Swaziland looks to cut HIV with mass circumcision drive

"Just relax, it won't be very painful," are the last words Maqhawe Tsela hears before the nurse plunges a large needle into the base of his penis.

As the anaesthetic takes effect and the doctor readies his scalpel, 33-year-old Tsela prepares to join the ranks of a new generation of circumcised men in Swaziland, where the government has launched a mass circumcision drive to combat the world's highest HIV infection rate.

Clinical trials have suggested circumcision could halve men's chances of contracting HIV. Three studies on the practice have been so successful they were stopped early because researchers considered it unethical not to circumcise the control group.

Circumcision programmes are under way in a number of African countries, including Kenya, South Africa, Tanzania and Zimbabwe, but Swaziland's $15-million (11-million-euro) drive to circumcise 160,000 men and teenage boys within a year is the first nationwide campaign.

Time is of the essence: one in four adults is HIV positive and two percent of the country's 1.2 million people die every year of the disease.

"If you are able to do this in a short period of time, that impact is felt more dramatically," said Jennifer Albertini, country director for the United States Agency for International Development, which is funding the programme.

Health officials hope the campaign will prevent 88,000 new infections.

"Once we save those people, we will be able to shift our focus to other health priorities," said Ayanda Nqeketo, who coordinates the programme on behalf of the Swazi government.
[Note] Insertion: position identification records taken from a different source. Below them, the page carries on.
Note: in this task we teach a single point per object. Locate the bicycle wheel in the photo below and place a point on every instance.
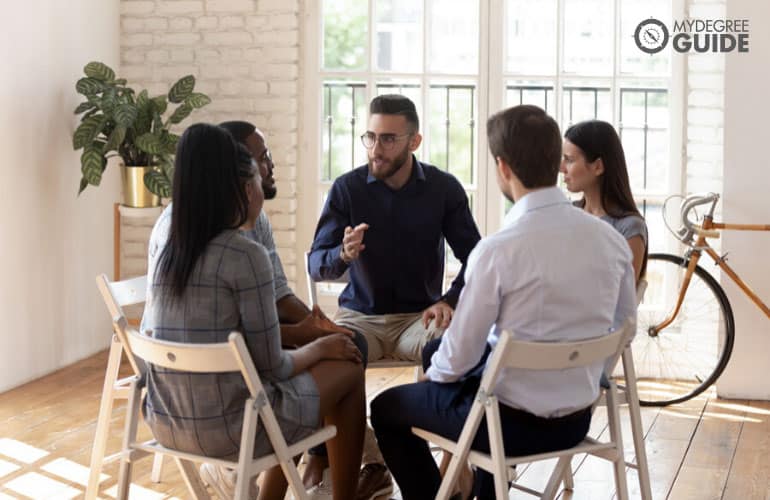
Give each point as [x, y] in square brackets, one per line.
[685, 358]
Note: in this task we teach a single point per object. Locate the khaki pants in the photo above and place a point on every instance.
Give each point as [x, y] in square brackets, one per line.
[393, 336]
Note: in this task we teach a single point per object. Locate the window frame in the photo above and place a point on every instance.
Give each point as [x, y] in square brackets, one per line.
[491, 87]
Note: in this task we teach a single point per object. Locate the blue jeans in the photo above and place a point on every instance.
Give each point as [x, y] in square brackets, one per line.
[360, 342]
[443, 409]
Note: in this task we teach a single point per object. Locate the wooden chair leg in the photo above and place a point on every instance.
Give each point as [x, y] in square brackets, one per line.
[191, 478]
[637, 427]
[157, 468]
[103, 419]
[129, 437]
[619, 462]
[560, 472]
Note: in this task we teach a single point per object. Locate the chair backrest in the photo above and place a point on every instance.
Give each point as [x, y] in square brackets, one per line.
[510, 353]
[119, 294]
[223, 357]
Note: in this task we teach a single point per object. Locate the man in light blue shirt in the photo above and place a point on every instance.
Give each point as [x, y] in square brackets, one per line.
[552, 273]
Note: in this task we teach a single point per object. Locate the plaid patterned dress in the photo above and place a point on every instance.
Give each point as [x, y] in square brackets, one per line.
[231, 288]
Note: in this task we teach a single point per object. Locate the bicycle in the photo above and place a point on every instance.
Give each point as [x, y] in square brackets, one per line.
[680, 350]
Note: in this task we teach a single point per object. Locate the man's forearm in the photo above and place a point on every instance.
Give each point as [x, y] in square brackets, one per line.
[291, 310]
[295, 336]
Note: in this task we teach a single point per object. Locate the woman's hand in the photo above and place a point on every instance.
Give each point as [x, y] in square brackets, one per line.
[338, 346]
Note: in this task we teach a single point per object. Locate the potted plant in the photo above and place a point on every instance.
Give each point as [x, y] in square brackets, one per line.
[118, 121]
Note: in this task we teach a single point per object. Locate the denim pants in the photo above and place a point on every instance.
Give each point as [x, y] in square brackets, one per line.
[443, 409]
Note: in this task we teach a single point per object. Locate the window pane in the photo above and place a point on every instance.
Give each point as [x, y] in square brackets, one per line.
[530, 37]
[536, 93]
[588, 37]
[452, 129]
[644, 120]
[398, 40]
[633, 60]
[586, 102]
[454, 36]
[345, 26]
[344, 121]
[657, 233]
[410, 88]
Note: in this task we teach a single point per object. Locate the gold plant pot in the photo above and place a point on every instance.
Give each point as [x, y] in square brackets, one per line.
[135, 194]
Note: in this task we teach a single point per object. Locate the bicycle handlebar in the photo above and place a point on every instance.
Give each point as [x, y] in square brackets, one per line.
[692, 227]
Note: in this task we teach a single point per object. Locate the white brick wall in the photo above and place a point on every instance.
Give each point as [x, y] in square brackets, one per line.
[705, 109]
[245, 56]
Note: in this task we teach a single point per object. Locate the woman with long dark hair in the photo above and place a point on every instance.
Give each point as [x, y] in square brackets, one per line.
[209, 280]
[593, 163]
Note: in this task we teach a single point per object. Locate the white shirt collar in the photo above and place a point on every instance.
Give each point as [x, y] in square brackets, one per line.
[534, 200]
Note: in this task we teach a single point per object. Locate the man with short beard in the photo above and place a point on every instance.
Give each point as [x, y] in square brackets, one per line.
[385, 223]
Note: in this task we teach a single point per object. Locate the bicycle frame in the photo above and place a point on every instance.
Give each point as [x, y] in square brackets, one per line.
[710, 229]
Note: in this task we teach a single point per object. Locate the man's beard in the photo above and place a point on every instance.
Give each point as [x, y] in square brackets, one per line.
[395, 165]
[270, 191]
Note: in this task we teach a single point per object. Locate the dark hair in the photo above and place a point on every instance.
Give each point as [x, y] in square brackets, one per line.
[396, 104]
[528, 140]
[239, 129]
[598, 139]
[209, 197]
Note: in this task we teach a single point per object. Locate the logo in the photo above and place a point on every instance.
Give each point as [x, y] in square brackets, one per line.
[651, 36]
[693, 35]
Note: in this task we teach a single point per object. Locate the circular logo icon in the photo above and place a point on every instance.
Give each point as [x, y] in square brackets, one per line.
[651, 36]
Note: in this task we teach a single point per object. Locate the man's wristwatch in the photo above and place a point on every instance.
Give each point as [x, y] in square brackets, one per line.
[342, 256]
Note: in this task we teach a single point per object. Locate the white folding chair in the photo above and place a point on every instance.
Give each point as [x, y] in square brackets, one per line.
[225, 357]
[116, 295]
[312, 292]
[628, 394]
[511, 353]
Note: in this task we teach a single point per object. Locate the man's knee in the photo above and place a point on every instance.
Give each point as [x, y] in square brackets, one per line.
[427, 352]
[363, 346]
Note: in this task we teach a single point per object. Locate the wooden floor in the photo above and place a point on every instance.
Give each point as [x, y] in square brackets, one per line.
[704, 449]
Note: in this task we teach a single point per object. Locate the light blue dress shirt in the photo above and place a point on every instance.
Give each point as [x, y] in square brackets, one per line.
[553, 273]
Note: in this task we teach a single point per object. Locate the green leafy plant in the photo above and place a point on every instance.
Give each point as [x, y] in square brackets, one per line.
[118, 121]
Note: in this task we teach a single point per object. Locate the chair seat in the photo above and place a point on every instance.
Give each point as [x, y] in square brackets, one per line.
[262, 463]
[588, 445]
[392, 363]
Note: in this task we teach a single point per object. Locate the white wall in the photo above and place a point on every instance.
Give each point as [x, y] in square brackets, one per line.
[746, 184]
[245, 55]
[52, 244]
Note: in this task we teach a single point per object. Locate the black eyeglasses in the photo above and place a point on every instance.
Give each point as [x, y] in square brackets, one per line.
[265, 157]
[387, 141]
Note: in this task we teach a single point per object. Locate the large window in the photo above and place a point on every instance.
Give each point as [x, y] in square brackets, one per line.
[461, 60]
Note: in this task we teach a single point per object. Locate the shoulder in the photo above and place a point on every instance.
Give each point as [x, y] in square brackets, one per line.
[163, 223]
[238, 246]
[355, 176]
[629, 226]
[442, 179]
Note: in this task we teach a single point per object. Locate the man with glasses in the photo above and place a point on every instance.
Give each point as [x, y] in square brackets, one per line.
[385, 223]
[299, 325]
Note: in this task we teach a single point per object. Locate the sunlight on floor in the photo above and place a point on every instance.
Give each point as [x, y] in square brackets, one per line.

As the programme gathers momentum, teams of community workers or "recruiters" will be deployed nationwide, their message backed up by a huge advertising campaign.

The circumcisions will either be performed at clinics or in mobile surgical units housed in tents.

"It is all hands on deck," said Nqeketo. "We have 100 percent political commitment behind us, from the prime minister down."

Everyone, that is, but King Mswati III, the polygamous monarch of the tiny southern African kingdom, who has yet to give his public support to the campaign.

"We met with the king last year and he was supportive at that time," said Albertini.

Circumcision can be a tough sell in this deeply Christian society, where it is not traditionally practiced.

"Swazis feel it is not the custom of their forefathers, they have biblical concerns and they want to know what we do with their foreskins," said Mncedisi Dlamini of Population Services International, a non-profit organisation helping with the campaign.

Misconceptions about circumcision are not easily dispelled. A joke on a local TV soap opera last year led to the widespread belief that foreskins were being sold on the streets and used to make a herbal spice mixture.

A particularly dangerous misconception is that circumcision provides 100 percent protection from .

In a sprawling shantytown known as White City outside Swaziland's commercial centre, Manzini, a team of recruiters combs the streets, persuading Swazi men to volunteer for surgery.

One man boasts that he got circumcised because it is "nice to have sex without condoms" -- drawing a furious reaction from the recruiters.

"That is NOT what he was told at the clinic!" exclaims Mbogniseni Ndzimandze, the leader of the recruitment team.

"What am I going to do when God asks me, 'Where is your foreskin?'" demands another man.

It is a question the recruiters are used to answering.

"Why do you cut your hair?" says Mzwandile Shongwe. "God could ask you that too."